JANUARY 13, 1950
HYDE PARK, Thursday—Last evening the hour arrived when we took off for a lecture trip. When the actual time comes I grieve over saying good-bye to my little dogs, who look miserable, and overall the things I could do if I stayed at home. But I know that once I reach the West Coast I shall have much joy in seeing my children who live in Los Angeles and my granddaughter and great-grandson in Portland, Ore.
I spent most of the day in New York City trying to do a number of things that I should have done long ago. I seem to find myself in such a position everytime I plan a trip of more than 24 hours. I suddenly feel that all the unfinished business must be taken care of before I leave and I madly try to fit it in.
I got back to the country in plenty of time to get ready and go down at eight-thirty to speak on the United Nations for the Parent-Teachers Association in our nearby grade school. I did have my doubts about making the meeting on time, for I sat nearly an hour in Grand Central Station because the train I had expected to take had been taken off the schedule.
Many of the parents in this school are young and I enjoyed so much having this opportunity to meet them and talk about the U.N.
By noon Thursday I shall be in Toledo, Ohio, and from then on you will hear from me along the road.
* * *
The idea of a peace statue to be presented to the people of Russia, which I mentioned in this column several days ago, evidently has great attraction for a number of people. I have received a number of letters, which I have forwarded to the gentleman whose idea this is, I think, though, that it is still an idea with him and not much of an organized effort.
I feel every impulse to draw people closer together is worth thinking about, and I'm always glad to listen to new ideas. It is quite evident that there are other people who have the same desire to do whatever they can to bridge the gap between us and the Soviet Union.

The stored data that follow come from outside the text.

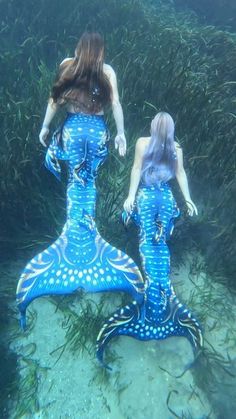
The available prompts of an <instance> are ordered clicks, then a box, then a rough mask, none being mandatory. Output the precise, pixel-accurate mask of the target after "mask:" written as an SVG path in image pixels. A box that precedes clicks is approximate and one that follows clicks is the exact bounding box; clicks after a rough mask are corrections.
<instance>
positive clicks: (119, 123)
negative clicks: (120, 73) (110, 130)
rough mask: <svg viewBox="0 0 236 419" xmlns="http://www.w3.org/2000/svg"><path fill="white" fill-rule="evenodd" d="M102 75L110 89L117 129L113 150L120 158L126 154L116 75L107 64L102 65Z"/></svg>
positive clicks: (123, 115) (111, 69)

One letter, which came to me said: "It does seem reasonable to assume that two countries with entirely different histories, customs, languages, climates, industries and types of people would have different ideas of government. At the same time it is hard for me to believe that the country which lost most in men and property in the last war is planning another one anytime soon."
No matter how devoutly many of us hope that this reasonable attitude would be a reality, such friendly gestures will have value.
There is another friendly gesture which I think is having good results. The Unitarian Service Committee had an education and child care institute in Germany during the past year. It was a pioneering effort and was difficult to finance, but having found a German group to work with they have carried it through successfully. I think the reason for its success lies in the following words from their report:
"The general purpose of the institute was to share in all humility the best we have to offer of our own American heritage."
With that attitude they could meet any challenge.